Before another packed house last Thursday night, the Hempstead County Quorum Court approved a proposed counter offer for the downtown Hope Farmer’s Bank Building for $1.5 million in cash with an estimated closing date of December 2018.
The template for the new proposed deal, which has still being formally drawn up at press time, was similar to the one laid out by Justice Ed Darling in an open letter to the Hope Star a week ago. Darling has emerged as the point man and liaison with Farmer’s Bank since the August Quorum Court meeting. A copy of Darling's letter appears online with this story.
In the newest twist on the purchase, the Quorum Court authorized a Little Rock real estate attorney to draw up a formal counter offer proposal, and then, move forward with the real estate transaction to purchase the building. The attorney involved was not known at the Hope Star’s press time, nor the status of the proposal.
Darling’s proposal passed the Quorum Court by a 10-1 vote as did subsequent motions to engage the Little Rock real estate attorney and rescind the Quorum Court’s original motion on the purchase.
Justice Lynn Montgomery was the lone holdout on all three votes.
“In my mind, they broke the deal by changing the terms of the agreement,” he said.
Montgomery also noted that the actual assessed value of the Farmer’s Bank Building, based on records at the Hempstead County Assessor’s office, was $2.8 million.
In speaking on the matter, Darling said “There is plenty of room to point fingers and assign blame for this situation, but the question now, is how to move forward. Farmer's Bank and Trust is still offering to sell the county a $4.6 million building for 1.5 million dollars. That to me is still a $3 million gift, and we should find a path to make this work.”
Darling also said “This Farmer’s Bank purchase has been anticipated, and we are already seeing new interest in downtown Hope with building repair and investment.”
Justice Jessie Henry called for a special meeting of a special committee, but Justice David Clayton said, “If we are going to do it, I think we need to settle this right here, right now.
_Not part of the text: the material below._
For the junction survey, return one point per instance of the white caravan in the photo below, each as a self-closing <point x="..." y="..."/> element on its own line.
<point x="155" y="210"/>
I’ve had enough of this crap.”
Montgomery said that he would agree to the original proposal, which was $1.5 million at no interest to be paid off in five years.
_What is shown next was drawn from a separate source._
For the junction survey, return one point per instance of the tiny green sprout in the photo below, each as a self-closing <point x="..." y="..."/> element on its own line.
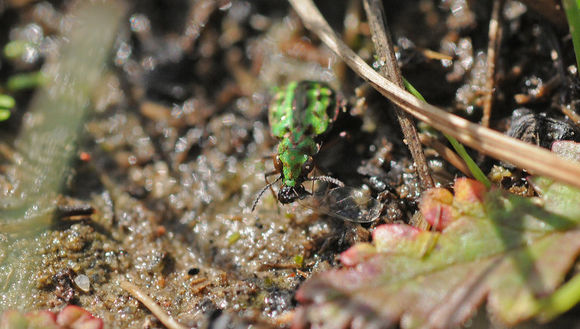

“They need to stand for what they said they were going to do,” he said.
With Montgomery receiving no response, Darling said “I think we engage in a simple real estate transaction to purchase the building at $1.5 million to close on December 2018.”
“And, at closing the first of December, they will have 30 days to move out,” he said.
At that point, the Justices briefly debated how to put Darling’s proposal into a motion before an amended motion was proposed to engage a real estate attorney to draw up a purchase agreement with the price and sale stipulations.
That motion, and a subsequent motion by Clayton to pay for the attorney, was passed 10-1.
In a peripheral matter to the purchase, the Justices also heard a response from County Treasurer Judy Flowers regarding the transfer of $1.7 million in county funds from Farmer’s Bank to another institution, later identified as First National Bank of Tom Bean, as the county’s deal to purchase the Farmer’s Bank Building was still pending.
Flowers pointed out that a resolution passed in February’s Quorum Court meeting authorized her to take the money leftover from the Hempstead Hall Bond fund and move it to a new fund called Capital Improvement/Courthouse Fund.
Flowers said it was her responsibility to taxpayers to get the highest rate of return for the money, and she said she found a higher interest rate of return at First National Bank of Tom Bean.
“It was drawing .85-percent at Farmer’s Bank and it was moved to a bank with the rate of 1.6-percent, the highest rate to be found at that time,” Flowers said as she presented a financial packet with full disclosure of the transaction.
Flowers also said Hempstead County presently had a healthy balance $14,840,867 combined in its 29 separate county revenue accounts.